"Real" Happiness
This month's Atlantic Monthly is covered with a compelling summary of a research project based out of Harvard. Since 1937, medical researchers have been asking just under 250 men about almost every detail of their lives. It's one of the few and best in depth studies of human life amidst men who should have been happy and successful. These were the lucky ones who went to Harvard, lived in one of the United State's most prosperous eras, and had the world as their oyster. And yet, few actually achieved happiness and lived the dream. Why? What were the factors which led to early death, or that long happy life? One of the themes which guided many of the questions for the study was how the men interpreted the world. The study wasn't just looking at their biology, nor just the good and bad things that happened to them, but rather, it asked about how they dealt with the nature of reality. The article recounts an anecdote:
One Christmas Eve [a father] puts into one son's stocking a fine gold watch, and into another son's, a pile of manure. The next morning, the first boy comes to his father and says glumly, "Dad, I just don't know what I'll do with this watch. It's so fragile. It could break." The other boy runs to him and says, "Daddy! Daddy! Santa left me a pony, if only I can just find it!"
When it comes to our happiness, what's real is utterly inextricable from our "adaptations" or "defense mechanisms" which the study deemed so important. The indicators for long term health and happiness came down to healthy adaptations of reality. I'll leave you to the article and Freud journals for more on this, and don't assume that because you know what good adaptations are that you'll necessarily be able to enact them. Rather I'll leave you with a similarly themed recent post on the NY Times which recounts a number of paradoxically happy people who seem to live up to the beatitude, "blessed (happy) are you who weep:"

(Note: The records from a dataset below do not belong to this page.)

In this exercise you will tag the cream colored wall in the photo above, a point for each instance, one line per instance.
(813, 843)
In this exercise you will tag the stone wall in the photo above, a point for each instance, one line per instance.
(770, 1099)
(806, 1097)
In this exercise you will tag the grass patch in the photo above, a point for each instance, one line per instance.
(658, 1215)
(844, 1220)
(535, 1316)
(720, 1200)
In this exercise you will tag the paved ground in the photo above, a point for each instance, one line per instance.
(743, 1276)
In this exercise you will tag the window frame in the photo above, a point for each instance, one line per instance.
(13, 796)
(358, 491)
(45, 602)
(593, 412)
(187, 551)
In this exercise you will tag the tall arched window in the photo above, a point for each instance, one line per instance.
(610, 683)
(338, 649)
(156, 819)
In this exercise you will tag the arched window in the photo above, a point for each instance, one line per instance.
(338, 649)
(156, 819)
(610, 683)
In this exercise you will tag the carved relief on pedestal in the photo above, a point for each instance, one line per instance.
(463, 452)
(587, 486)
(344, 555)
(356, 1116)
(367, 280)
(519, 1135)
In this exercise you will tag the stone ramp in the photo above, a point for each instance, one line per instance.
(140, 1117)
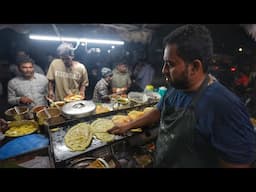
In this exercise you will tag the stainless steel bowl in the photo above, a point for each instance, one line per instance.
(78, 109)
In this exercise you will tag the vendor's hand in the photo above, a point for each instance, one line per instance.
(51, 95)
(25, 100)
(3, 125)
(119, 130)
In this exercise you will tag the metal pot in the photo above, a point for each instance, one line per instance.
(11, 114)
(78, 109)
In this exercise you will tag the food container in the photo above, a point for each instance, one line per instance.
(12, 115)
(36, 109)
(60, 104)
(78, 109)
(42, 114)
(21, 128)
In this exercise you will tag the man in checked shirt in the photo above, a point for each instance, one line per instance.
(28, 89)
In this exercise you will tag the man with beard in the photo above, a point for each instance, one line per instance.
(202, 123)
(66, 76)
(102, 88)
(29, 88)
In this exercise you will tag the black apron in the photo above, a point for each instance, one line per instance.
(179, 144)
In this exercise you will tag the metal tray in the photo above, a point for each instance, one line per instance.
(62, 154)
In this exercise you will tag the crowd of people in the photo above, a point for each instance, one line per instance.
(201, 122)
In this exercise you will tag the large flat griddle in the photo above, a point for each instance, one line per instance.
(62, 154)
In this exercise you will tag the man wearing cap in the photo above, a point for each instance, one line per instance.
(65, 75)
(121, 81)
(102, 88)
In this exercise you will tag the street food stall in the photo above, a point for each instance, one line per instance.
(78, 135)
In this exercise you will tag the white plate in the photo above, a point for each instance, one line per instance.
(138, 97)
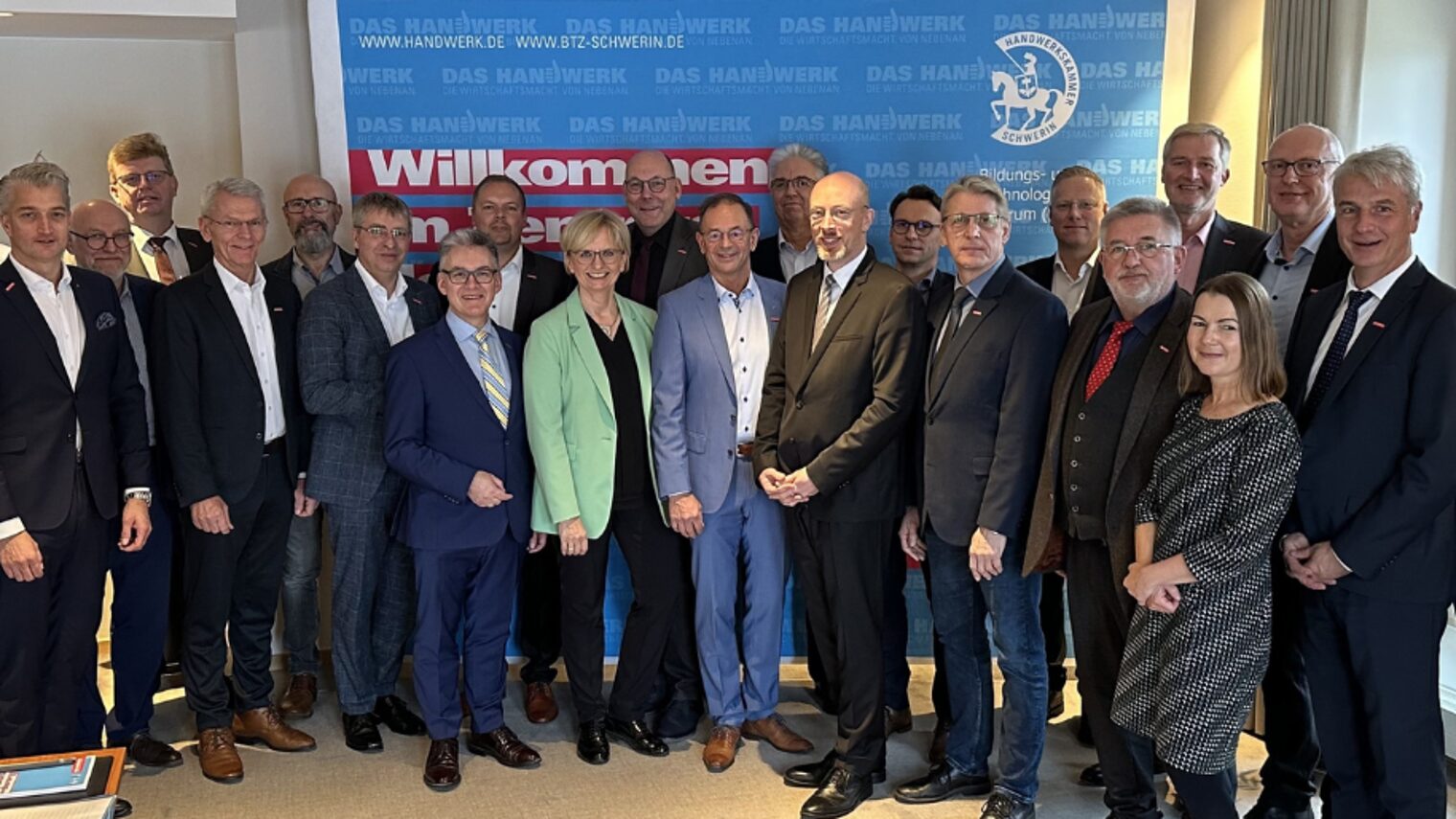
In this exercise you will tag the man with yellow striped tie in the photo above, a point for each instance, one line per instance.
(455, 429)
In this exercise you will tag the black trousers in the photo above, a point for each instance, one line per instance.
(1288, 717)
(232, 596)
(1101, 615)
(48, 631)
(537, 618)
(840, 567)
(655, 566)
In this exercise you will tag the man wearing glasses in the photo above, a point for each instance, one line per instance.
(792, 171)
(347, 330)
(145, 185)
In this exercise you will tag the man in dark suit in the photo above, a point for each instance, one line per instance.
(792, 172)
(347, 330)
(531, 284)
(1195, 167)
(1100, 449)
(73, 456)
(455, 429)
(1301, 259)
(145, 185)
(238, 436)
(994, 347)
(142, 581)
(312, 213)
(839, 391)
(1372, 372)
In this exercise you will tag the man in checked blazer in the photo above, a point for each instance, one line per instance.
(347, 330)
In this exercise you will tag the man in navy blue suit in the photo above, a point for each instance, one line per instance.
(73, 458)
(455, 432)
(1372, 369)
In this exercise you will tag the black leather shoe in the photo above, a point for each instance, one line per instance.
(637, 737)
(839, 796)
(361, 734)
(151, 754)
(679, 718)
(943, 783)
(398, 717)
(591, 742)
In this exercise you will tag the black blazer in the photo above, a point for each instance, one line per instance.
(986, 407)
(1149, 420)
(1377, 475)
(39, 410)
(1041, 270)
(837, 410)
(209, 399)
(545, 283)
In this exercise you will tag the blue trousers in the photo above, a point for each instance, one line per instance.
(746, 530)
(475, 589)
(373, 603)
(960, 606)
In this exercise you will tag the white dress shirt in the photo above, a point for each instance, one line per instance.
(252, 312)
(392, 309)
(746, 330)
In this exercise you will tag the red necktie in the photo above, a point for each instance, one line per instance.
(1106, 359)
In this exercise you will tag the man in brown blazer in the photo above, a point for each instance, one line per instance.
(1113, 402)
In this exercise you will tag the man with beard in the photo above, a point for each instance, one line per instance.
(312, 212)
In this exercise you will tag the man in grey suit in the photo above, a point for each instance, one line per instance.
(344, 337)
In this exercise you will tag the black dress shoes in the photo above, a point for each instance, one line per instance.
(839, 796)
(398, 717)
(591, 742)
(943, 783)
(443, 765)
(361, 734)
(635, 735)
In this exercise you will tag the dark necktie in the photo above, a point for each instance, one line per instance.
(1335, 354)
(1106, 359)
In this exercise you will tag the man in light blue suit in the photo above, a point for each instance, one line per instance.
(710, 355)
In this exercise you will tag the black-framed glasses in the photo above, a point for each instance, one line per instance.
(921, 228)
(1302, 167)
(1147, 249)
(479, 276)
(316, 204)
(98, 240)
(655, 184)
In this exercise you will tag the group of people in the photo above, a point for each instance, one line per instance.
(1228, 446)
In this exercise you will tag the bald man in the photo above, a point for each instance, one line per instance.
(101, 240)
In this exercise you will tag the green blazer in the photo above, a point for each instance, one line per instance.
(570, 419)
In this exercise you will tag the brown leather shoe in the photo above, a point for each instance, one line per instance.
(540, 703)
(297, 701)
(778, 734)
(722, 748)
(220, 761)
(266, 726)
(443, 765)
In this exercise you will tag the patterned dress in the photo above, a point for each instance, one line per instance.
(1217, 492)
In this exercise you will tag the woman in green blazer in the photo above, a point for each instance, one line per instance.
(588, 393)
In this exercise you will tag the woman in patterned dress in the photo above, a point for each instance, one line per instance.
(1206, 522)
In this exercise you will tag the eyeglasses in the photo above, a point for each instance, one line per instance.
(1302, 167)
(921, 228)
(1147, 249)
(584, 259)
(378, 231)
(133, 181)
(655, 184)
(961, 222)
(98, 240)
(316, 204)
(798, 182)
(479, 276)
(736, 235)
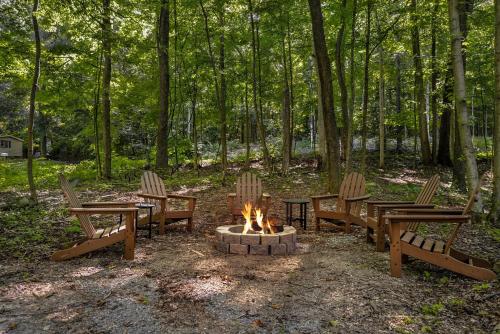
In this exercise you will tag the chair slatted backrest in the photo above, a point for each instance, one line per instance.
(248, 189)
(353, 185)
(466, 211)
(152, 184)
(425, 197)
(74, 202)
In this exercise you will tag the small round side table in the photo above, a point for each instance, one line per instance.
(302, 202)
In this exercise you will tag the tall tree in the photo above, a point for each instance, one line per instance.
(434, 77)
(163, 116)
(339, 64)
(106, 85)
(460, 97)
(495, 204)
(222, 107)
(257, 85)
(352, 84)
(364, 129)
(34, 88)
(326, 87)
(419, 87)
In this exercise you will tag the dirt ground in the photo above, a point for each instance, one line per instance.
(179, 283)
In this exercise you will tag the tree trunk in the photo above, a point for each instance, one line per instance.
(365, 88)
(460, 99)
(381, 104)
(258, 106)
(97, 94)
(495, 203)
(222, 109)
(34, 88)
(286, 115)
(352, 87)
(434, 77)
(339, 64)
(290, 70)
(444, 148)
(163, 116)
(399, 129)
(106, 83)
(325, 82)
(419, 88)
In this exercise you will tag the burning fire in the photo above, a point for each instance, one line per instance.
(261, 226)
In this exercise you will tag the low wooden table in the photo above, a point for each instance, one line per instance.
(302, 202)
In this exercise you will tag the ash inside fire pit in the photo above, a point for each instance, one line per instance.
(231, 239)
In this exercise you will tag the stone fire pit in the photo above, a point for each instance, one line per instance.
(230, 239)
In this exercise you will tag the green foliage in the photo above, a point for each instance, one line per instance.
(432, 309)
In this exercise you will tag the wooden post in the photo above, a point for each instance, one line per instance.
(163, 209)
(130, 236)
(380, 242)
(394, 229)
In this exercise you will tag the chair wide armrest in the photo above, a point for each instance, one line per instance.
(321, 197)
(404, 206)
(102, 210)
(186, 197)
(151, 196)
(426, 218)
(357, 199)
(435, 211)
(107, 204)
(375, 202)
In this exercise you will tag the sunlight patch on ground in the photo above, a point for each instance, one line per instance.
(38, 290)
(85, 271)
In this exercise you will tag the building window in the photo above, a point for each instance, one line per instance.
(5, 144)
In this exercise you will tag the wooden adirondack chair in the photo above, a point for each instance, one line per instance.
(153, 191)
(349, 201)
(376, 227)
(248, 189)
(405, 242)
(99, 238)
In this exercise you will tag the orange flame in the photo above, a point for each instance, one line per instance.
(247, 214)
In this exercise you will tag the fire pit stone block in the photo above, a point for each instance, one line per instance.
(270, 239)
(250, 239)
(232, 238)
(222, 247)
(259, 250)
(238, 249)
(279, 249)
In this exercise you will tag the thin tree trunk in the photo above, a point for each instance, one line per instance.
(352, 87)
(495, 203)
(34, 88)
(364, 129)
(444, 148)
(339, 64)
(399, 129)
(460, 99)
(325, 81)
(106, 83)
(419, 88)
(222, 109)
(97, 93)
(290, 69)
(257, 105)
(434, 77)
(163, 58)
(286, 114)
(381, 102)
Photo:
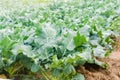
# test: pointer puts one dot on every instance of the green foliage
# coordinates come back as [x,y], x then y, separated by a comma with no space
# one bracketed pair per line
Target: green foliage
[52,40]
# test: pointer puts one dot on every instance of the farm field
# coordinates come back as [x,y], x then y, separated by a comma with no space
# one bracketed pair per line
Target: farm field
[60,40]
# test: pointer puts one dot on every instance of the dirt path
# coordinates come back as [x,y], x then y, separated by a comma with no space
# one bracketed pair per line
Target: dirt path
[111,73]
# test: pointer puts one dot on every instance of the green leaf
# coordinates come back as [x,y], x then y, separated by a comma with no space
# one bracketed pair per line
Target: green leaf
[79,39]
[35,68]
[78,77]
[68,69]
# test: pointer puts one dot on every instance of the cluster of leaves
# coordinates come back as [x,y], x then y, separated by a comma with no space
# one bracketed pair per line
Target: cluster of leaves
[52,40]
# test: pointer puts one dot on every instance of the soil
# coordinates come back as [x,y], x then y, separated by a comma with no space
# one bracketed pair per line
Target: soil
[111,73]
[94,72]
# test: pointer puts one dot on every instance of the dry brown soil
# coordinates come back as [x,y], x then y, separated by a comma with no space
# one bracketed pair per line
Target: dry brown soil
[111,73]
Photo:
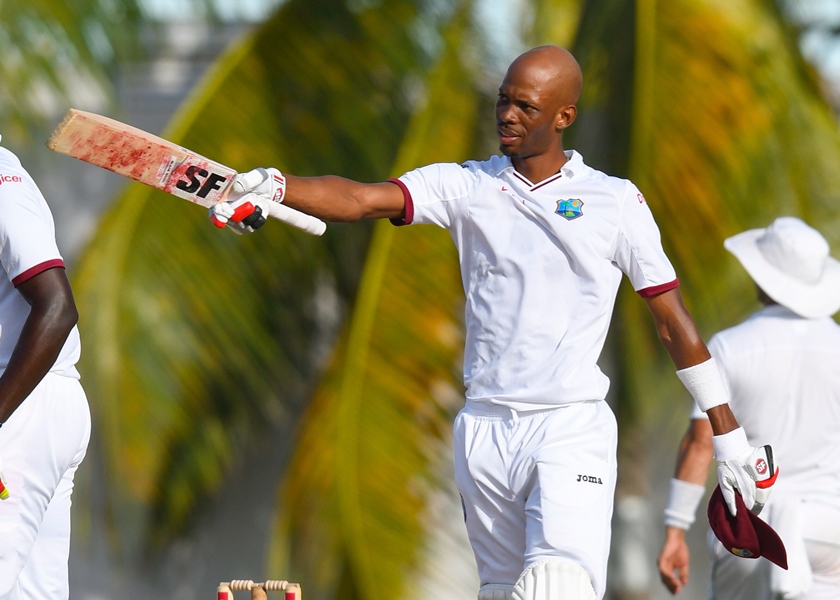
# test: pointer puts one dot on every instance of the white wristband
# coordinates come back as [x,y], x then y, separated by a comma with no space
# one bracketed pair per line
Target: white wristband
[683,500]
[732,445]
[705,384]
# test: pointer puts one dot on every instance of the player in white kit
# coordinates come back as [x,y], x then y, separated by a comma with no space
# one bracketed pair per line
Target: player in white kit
[43,409]
[781,367]
[543,240]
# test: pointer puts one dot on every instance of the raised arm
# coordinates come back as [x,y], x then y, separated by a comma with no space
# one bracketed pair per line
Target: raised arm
[329,197]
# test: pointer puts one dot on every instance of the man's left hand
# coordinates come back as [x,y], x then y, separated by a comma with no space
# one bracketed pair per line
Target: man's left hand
[247,206]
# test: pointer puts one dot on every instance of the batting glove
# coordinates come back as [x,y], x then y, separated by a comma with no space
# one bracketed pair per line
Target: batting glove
[247,206]
[750,471]
[4,491]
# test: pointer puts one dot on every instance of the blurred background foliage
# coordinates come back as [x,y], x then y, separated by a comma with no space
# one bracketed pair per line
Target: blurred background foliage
[202,347]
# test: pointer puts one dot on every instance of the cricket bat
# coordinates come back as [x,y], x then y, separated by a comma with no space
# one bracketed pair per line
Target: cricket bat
[156,162]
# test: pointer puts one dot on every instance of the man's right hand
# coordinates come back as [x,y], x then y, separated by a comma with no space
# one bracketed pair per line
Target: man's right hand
[673,560]
[247,206]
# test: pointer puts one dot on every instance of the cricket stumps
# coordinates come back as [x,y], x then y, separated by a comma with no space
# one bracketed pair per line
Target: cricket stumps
[258,590]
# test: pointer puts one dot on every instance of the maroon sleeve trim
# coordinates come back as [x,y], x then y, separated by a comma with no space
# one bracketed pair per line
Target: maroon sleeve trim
[658,289]
[36,270]
[409,204]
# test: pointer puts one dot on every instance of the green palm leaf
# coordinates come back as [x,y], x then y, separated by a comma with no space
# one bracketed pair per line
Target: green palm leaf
[710,109]
[204,334]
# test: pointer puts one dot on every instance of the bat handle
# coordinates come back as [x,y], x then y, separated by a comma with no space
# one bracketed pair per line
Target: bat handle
[295,218]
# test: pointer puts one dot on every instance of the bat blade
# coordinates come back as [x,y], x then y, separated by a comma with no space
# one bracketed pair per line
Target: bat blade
[156,162]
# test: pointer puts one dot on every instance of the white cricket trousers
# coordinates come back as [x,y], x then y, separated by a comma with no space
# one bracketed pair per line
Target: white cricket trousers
[537,485]
[41,446]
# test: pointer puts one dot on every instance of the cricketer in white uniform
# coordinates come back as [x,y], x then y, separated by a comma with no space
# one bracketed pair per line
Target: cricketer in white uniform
[43,409]
[781,367]
[543,242]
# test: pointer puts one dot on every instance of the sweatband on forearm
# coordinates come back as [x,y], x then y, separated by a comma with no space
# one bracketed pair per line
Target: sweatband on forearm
[705,384]
[732,445]
[683,499]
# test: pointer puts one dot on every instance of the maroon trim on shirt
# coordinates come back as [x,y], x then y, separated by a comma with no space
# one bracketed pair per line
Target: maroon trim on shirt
[658,289]
[37,270]
[409,204]
[533,187]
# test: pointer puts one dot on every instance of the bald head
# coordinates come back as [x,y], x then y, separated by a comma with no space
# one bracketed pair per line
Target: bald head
[552,70]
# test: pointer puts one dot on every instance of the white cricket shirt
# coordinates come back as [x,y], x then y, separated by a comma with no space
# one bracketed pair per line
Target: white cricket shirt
[783,374]
[27,248]
[541,265]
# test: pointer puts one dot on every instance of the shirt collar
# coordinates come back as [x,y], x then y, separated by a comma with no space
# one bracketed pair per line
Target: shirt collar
[573,165]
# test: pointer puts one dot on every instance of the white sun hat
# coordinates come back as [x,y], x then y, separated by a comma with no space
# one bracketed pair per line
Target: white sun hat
[790,261]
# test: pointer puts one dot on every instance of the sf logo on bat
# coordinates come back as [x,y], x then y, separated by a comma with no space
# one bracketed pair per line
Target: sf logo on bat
[200,182]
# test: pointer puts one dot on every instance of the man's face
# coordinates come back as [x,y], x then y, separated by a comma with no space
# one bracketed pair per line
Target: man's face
[525,116]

“The beat of my heart has grown deeper, more active, and yet more peaceful, and it is as if I were all the time storing up inner riches…My [life] is one long sequence of inner miracles.” The young Dutchwoman Etty Hillesum wrote that in a Nazi transit camp in 1943, on her way to her death at Auschwitz two months later. Towards the end of his life, Ralph Waldo Emerson wrote, “All I have seen teaches me to trust the creator for all I have not seen,” though by then he had already lost his father when he was 7, his first wife when she was 20 and his first son, aged 5. In Japan, the late 18th-century poet Issa is celebrated for his delighted, almost child-like celebrations of the natural world. Issa saw four children die in infancy, his wife die in childbirth, and his own body partially paralyzed. I’m not sure I knew the details of all these lives when I was 29, but I did begin to guess that happiness lies less in our circumstances than in what we make of them, in every sense. “There is nothing either good or bad,” I had heard in high school, from Hamlet, “but thinking makes it so.”